Lecturas: La guerra de los secadores
Una estación de lo tragicómico
por Anahí Flores
Desde las primeras páginas, el narrador de La guerra de los secadores, de Sebastián Grimberg (Desde la Gente, 2021), nos avisa que él es dramático. De esta forma, entramos en la novela advertidos de que algunas cosas tal vez nos sean contadas con un tono exagerado.
La historia está ambientada en una estación de servicio, que es el lugar donde el protagonista trabaja llenando tanques, limpiando autos, baldeando baños. El equipo de trabajo, que tiene sus propias internas y fricciones, está formado por él y dos empleados más. Cierto día, un grupo de chicos se instala en el semáforo de la esquina a limpiar los vidrios de los autos que pasan y a partir de ahí se desata una tensión entre esos chicos y los empleados, ya que la situación afecta las propinas de estos últimos. Sabemos del protagonista que se esmera en no mancharse, para no tener que lavar la ropa tan seguido. “No mancharse es todo un arte”, nos dice. Mancharse o no mancharse para él no es un detalle menor: antes trabajaba en un local de lavado de ropa donde el vapor y el calor eran tan fuertes que parecía, nos cuenta, estar en el trópico. Cada situación laboral por la que pasa la vive con agobio, y las diferencias de clases sociales están presentes a diario en los autos de lujo que llegan a toda hora a la estación de servicio.
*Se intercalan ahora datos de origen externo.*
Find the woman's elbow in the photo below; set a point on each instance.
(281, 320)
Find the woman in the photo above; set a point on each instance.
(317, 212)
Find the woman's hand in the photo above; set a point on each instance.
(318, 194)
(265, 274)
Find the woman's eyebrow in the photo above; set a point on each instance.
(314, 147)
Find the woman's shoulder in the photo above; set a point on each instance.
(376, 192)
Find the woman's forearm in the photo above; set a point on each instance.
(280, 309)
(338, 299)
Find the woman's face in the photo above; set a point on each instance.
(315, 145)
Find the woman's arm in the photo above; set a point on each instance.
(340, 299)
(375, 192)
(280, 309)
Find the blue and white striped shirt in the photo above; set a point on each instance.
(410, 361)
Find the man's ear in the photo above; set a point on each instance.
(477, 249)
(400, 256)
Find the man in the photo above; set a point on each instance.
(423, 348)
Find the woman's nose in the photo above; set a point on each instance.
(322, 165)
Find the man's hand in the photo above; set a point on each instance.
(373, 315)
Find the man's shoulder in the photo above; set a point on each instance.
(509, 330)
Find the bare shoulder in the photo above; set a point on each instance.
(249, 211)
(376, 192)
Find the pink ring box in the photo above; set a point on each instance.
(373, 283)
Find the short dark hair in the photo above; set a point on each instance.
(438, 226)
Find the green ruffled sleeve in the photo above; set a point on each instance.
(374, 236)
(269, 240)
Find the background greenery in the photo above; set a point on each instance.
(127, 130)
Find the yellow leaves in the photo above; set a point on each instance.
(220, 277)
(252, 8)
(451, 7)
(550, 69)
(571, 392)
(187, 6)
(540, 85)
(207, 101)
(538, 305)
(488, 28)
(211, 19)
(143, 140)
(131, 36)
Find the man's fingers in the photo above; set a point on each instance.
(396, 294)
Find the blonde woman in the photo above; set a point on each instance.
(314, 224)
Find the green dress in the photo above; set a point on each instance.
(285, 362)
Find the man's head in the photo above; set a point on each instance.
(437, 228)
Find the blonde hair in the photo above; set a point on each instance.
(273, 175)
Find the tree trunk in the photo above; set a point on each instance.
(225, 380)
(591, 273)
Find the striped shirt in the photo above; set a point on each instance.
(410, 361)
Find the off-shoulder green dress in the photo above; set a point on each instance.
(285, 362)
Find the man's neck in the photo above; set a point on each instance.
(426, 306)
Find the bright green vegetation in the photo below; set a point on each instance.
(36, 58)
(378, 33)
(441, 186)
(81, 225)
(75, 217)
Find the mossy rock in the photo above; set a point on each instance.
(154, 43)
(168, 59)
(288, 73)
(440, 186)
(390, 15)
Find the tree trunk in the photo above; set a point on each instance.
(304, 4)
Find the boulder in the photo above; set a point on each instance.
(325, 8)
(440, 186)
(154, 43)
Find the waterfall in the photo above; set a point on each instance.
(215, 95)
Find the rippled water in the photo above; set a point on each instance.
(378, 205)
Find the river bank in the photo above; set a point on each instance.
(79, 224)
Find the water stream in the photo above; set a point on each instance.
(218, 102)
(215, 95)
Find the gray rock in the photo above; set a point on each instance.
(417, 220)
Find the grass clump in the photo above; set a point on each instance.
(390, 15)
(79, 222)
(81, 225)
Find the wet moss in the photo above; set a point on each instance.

La novela está cargada de detalles tragicómicos. Este tono tragicómico vuelve la historia más liviana, a pesar de la fuerte insatisfacción que el protagonista tiene constantemente, ya sea por su vida actual —limitada a dormir e ir a trabajar—, o por su vida pasada —en la que está incluido el recuerdo recurrente de una novia que lo abandonó y en quien él sigue pensando—, o incluso insatisfacción por su futuro próximo y lejano.